Their number is a carefully guarded secret and largely underestimated by Moscow. But most of the thousands of Russian soldiers who have died in Ukraine are very young, from the poorest regions of their country and often from its ethnic minorities, experts say.

The Kremlin has offered no information in this regard since March 25, a month and a day after the start of the war. By then, some 1,351 of his soldiers had fallen in battle.

Seven weeks of destructive fighting later, Kyiv estimates their number at 27,000 Russian dead. A high figure, according to multiple military and Western analysts, for whom Moscow’s assessments, however, are largely underestimated.

“Russia has probably suffered losses corresponding to a third of the ground combat force it committed in February,” the British Ministry of Defense observed on Sunday. That is, about 50,000 Russian soldiers wounded or killed.

With a ratio of three wounded per dead recognized by Moscow at the beginning of the conflict, we would then reach 12,500 dead Russians in less than three months. Not far from the 15,000 Soviet dead during a decade of war in Afghanistan (1979-1989), a figure that caused national trauma.

“We bow to our comrades-in-arms who died bravely in a just fight,” Russian President Vladimir Putin said during a tribute on May 9, Victory Day over the Nazis in 1945.

The Russian-language portal Mediazona says it has confirmed the deaths of 2,099 Russian soldiers in combat as of May 6. A large part of them are between 21 and 23 years old, 74 of them are not even 20 years old, this medium specifies. Most of the dead come from southern Russia, including the predominantly Muslim North Caucasus region, as well as central Siberia, they say.

The highest number of deaths (135) was confirmed among soldiers from the Muslim region of Dagestan, followed by Buryats (98), a Mongol minority from Buryatia, a Siberian province.

A doctor interviewed by AFP in April on condition of anonymity in the town of Zaporijjia (southern Ukraine) after having lived for more than a month under the siege and bombardment of Mariupol assured the agency that there were “three waves” of occupants in his city. The pro-Russian separatists in Donbass (eastern Ukraine) had been succeeded by the Buryats, who had “plundered everything”, then the Chechens, whom he accused of being guilty of a “manhunt”.

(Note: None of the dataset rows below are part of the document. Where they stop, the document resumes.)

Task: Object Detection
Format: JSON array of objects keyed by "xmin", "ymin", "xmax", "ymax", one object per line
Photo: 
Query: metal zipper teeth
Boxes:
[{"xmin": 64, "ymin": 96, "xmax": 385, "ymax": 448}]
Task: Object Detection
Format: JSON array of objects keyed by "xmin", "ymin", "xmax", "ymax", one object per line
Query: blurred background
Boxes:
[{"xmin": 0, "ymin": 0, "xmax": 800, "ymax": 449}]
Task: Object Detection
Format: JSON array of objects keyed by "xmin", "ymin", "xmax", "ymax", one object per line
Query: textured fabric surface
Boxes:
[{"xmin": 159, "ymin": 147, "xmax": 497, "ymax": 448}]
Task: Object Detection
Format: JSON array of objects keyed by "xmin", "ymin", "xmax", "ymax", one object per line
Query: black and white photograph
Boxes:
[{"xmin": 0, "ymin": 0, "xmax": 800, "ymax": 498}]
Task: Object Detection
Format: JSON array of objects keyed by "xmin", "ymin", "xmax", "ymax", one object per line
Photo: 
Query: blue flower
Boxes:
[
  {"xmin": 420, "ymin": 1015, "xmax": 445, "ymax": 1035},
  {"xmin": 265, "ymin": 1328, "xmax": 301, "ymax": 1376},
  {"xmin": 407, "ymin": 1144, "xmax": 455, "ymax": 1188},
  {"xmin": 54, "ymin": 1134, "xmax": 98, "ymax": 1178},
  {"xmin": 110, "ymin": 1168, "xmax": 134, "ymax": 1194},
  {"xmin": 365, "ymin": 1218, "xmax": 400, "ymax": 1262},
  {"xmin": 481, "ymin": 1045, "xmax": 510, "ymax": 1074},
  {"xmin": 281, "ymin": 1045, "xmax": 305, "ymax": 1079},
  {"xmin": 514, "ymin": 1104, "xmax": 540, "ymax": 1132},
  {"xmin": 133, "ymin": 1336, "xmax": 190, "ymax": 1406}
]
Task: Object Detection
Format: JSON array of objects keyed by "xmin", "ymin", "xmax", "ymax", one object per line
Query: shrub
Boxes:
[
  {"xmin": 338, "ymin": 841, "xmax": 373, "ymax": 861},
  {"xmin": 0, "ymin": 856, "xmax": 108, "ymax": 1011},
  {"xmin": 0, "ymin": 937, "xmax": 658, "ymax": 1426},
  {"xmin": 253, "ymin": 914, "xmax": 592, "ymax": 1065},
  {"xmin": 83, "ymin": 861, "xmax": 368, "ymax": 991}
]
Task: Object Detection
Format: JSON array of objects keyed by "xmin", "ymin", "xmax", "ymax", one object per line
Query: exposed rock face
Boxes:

“The largest number of soldiers and army officers come from small towns and villages in Russia. This is related to socio-economic and (…) educational stratification,” explains Pavel Luzin, a commentator on the Riddle Russia web portal.

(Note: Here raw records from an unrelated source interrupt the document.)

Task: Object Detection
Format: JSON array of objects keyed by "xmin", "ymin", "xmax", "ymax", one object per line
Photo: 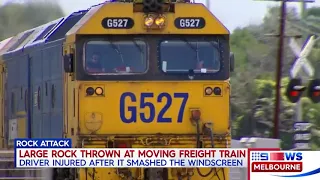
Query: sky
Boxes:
[
  {"xmin": 0, "ymin": 0, "xmax": 320, "ymax": 31},
  {"xmin": 59, "ymin": 0, "xmax": 320, "ymax": 31}
]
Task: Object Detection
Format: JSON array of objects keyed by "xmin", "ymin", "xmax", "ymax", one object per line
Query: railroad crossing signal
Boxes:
[
  {"xmin": 308, "ymin": 79, "xmax": 320, "ymax": 103},
  {"xmin": 286, "ymin": 79, "xmax": 306, "ymax": 103},
  {"xmin": 289, "ymin": 35, "xmax": 318, "ymax": 78}
]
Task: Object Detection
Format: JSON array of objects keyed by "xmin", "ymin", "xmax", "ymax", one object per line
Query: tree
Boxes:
[{"xmin": 0, "ymin": 1, "xmax": 63, "ymax": 40}]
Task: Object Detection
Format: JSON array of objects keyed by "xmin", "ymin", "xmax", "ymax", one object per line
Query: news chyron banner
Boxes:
[
  {"xmin": 15, "ymin": 139, "xmax": 320, "ymax": 180},
  {"xmin": 15, "ymin": 139, "xmax": 248, "ymax": 168},
  {"xmin": 248, "ymin": 149, "xmax": 320, "ymax": 180}
]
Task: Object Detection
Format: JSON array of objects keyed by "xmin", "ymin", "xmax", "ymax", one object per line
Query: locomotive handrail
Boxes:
[{"xmin": 0, "ymin": 149, "xmax": 48, "ymax": 180}]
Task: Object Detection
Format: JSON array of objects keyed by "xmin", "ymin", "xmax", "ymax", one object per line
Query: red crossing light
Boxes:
[
  {"xmin": 286, "ymin": 79, "xmax": 306, "ymax": 103},
  {"xmin": 308, "ymin": 79, "xmax": 320, "ymax": 103}
]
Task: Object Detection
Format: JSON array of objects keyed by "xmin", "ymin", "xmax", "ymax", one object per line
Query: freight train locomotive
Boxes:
[{"xmin": 0, "ymin": 0, "xmax": 234, "ymax": 180}]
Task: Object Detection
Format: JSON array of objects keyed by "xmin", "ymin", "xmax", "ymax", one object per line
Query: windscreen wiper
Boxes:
[
  {"xmin": 181, "ymin": 38, "xmax": 200, "ymax": 62},
  {"xmin": 132, "ymin": 40, "xmax": 144, "ymax": 54},
  {"xmin": 109, "ymin": 41, "xmax": 124, "ymax": 63}
]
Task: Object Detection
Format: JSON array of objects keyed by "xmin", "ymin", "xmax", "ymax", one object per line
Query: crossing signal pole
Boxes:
[
  {"xmin": 256, "ymin": 0, "xmax": 314, "ymax": 139},
  {"xmin": 286, "ymin": 79, "xmax": 306, "ymax": 103},
  {"xmin": 308, "ymin": 79, "xmax": 320, "ymax": 103}
]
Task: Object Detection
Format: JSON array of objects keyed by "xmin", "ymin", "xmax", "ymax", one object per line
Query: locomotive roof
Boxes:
[
  {"xmin": 0, "ymin": 7, "xmax": 88, "ymax": 55},
  {"xmin": 0, "ymin": 37, "xmax": 12, "ymax": 54}
]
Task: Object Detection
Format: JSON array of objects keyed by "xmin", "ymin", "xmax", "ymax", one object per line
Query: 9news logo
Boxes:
[{"xmin": 251, "ymin": 152, "xmax": 303, "ymax": 161}]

Because “the requirements for military service” in this army corps are “relatively low,” he says, the best soldiers and future officers prefer other branches, such as “air and space forces, strategic ballistics, and the navy.”

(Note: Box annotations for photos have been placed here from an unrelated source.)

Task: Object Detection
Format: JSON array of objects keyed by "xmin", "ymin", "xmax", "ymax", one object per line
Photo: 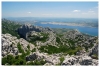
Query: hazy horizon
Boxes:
[{"xmin": 2, "ymin": 1, "xmax": 98, "ymax": 18}]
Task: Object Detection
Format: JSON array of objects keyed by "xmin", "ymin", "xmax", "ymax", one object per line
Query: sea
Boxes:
[
  {"xmin": 36, "ymin": 23, "xmax": 98, "ymax": 36},
  {"xmin": 7, "ymin": 17, "xmax": 99, "ymax": 36}
]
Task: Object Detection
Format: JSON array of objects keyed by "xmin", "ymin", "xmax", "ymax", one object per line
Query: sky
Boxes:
[{"xmin": 2, "ymin": 1, "xmax": 98, "ymax": 18}]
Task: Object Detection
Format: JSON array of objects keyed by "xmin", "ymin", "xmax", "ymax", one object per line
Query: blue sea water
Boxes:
[{"xmin": 36, "ymin": 23, "xmax": 98, "ymax": 36}]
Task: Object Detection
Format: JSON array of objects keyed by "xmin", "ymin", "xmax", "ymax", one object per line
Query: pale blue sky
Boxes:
[{"xmin": 2, "ymin": 2, "xmax": 98, "ymax": 18}]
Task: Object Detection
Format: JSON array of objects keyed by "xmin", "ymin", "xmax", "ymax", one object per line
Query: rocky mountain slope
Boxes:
[{"xmin": 1, "ymin": 20, "xmax": 98, "ymax": 66}]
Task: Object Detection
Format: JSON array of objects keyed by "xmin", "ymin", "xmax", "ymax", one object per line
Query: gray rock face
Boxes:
[
  {"xmin": 88, "ymin": 44, "xmax": 99, "ymax": 57},
  {"xmin": 1, "ymin": 34, "xmax": 34, "ymax": 57},
  {"xmin": 17, "ymin": 24, "xmax": 52, "ymax": 39},
  {"xmin": 62, "ymin": 55, "xmax": 98, "ymax": 66},
  {"xmin": 26, "ymin": 52, "xmax": 60, "ymax": 65}
]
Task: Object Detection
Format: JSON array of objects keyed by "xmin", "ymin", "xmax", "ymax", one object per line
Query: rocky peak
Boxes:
[{"xmin": 17, "ymin": 24, "xmax": 52, "ymax": 39}]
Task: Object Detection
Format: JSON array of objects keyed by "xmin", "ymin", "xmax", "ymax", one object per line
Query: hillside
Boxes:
[{"xmin": 1, "ymin": 19, "xmax": 98, "ymax": 66}]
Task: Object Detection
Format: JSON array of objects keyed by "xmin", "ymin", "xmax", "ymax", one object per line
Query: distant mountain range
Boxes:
[{"xmin": 6, "ymin": 17, "xmax": 98, "ymax": 27}]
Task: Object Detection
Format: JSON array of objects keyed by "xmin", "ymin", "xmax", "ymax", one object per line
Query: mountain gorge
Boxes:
[{"xmin": 1, "ymin": 19, "xmax": 99, "ymax": 66}]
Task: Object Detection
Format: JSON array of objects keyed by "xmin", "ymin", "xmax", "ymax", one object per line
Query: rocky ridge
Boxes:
[{"xmin": 1, "ymin": 20, "xmax": 98, "ymax": 66}]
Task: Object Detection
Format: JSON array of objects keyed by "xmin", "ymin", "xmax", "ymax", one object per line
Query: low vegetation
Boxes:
[{"xmin": 2, "ymin": 19, "xmax": 21, "ymax": 38}]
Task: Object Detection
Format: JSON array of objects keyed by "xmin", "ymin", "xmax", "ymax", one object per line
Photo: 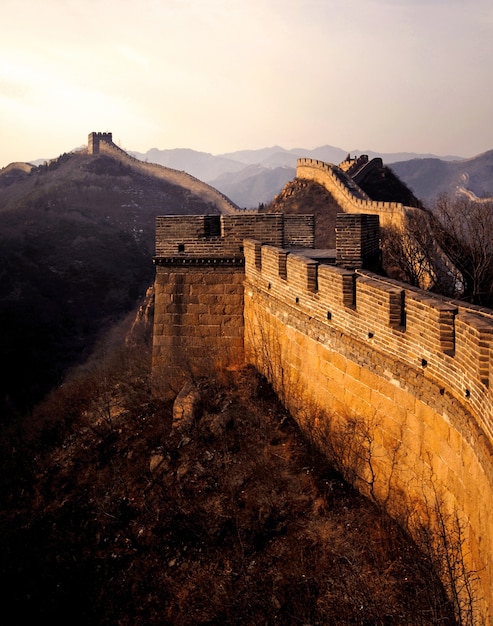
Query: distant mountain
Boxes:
[
  {"xmin": 392, "ymin": 150, "xmax": 493, "ymax": 204},
  {"xmin": 0, "ymin": 144, "xmax": 234, "ymax": 416},
  {"xmin": 132, "ymin": 145, "xmax": 461, "ymax": 208}
]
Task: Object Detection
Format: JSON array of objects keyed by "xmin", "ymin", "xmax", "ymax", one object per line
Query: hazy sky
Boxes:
[{"xmin": 0, "ymin": 0, "xmax": 493, "ymax": 167}]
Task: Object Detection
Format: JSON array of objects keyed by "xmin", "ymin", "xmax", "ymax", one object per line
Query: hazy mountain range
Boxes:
[{"xmin": 131, "ymin": 145, "xmax": 493, "ymax": 208}]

Local media and social media in Dagestan, one of Russia’s poorest regions devastated for years by an Islamic insurgency, are filled with images of grieving parents receiving condolences from officials.

Kamil Iziiev, head of the Buynaksky district in Dagestan, posted a video on Telegram in May in which he presented awards to the families of five fallen soldiers. “They must continue to live as mothers of children whose fathers heroically gave their lives,” he said.

The first Russian soldier whose death has been officially confirmed by Moscow is Nurmagomed Gadzhimagomedov, a young Dagestani who died saving his comrades, according to state media. He was decorated posthumously on March 4 by Vladimir Putin himself, who praised the role played by ethnic minorities in Ukraine. “I am proud to be part of this world, of this powerful, strong, multinational people that is Russia,” he said.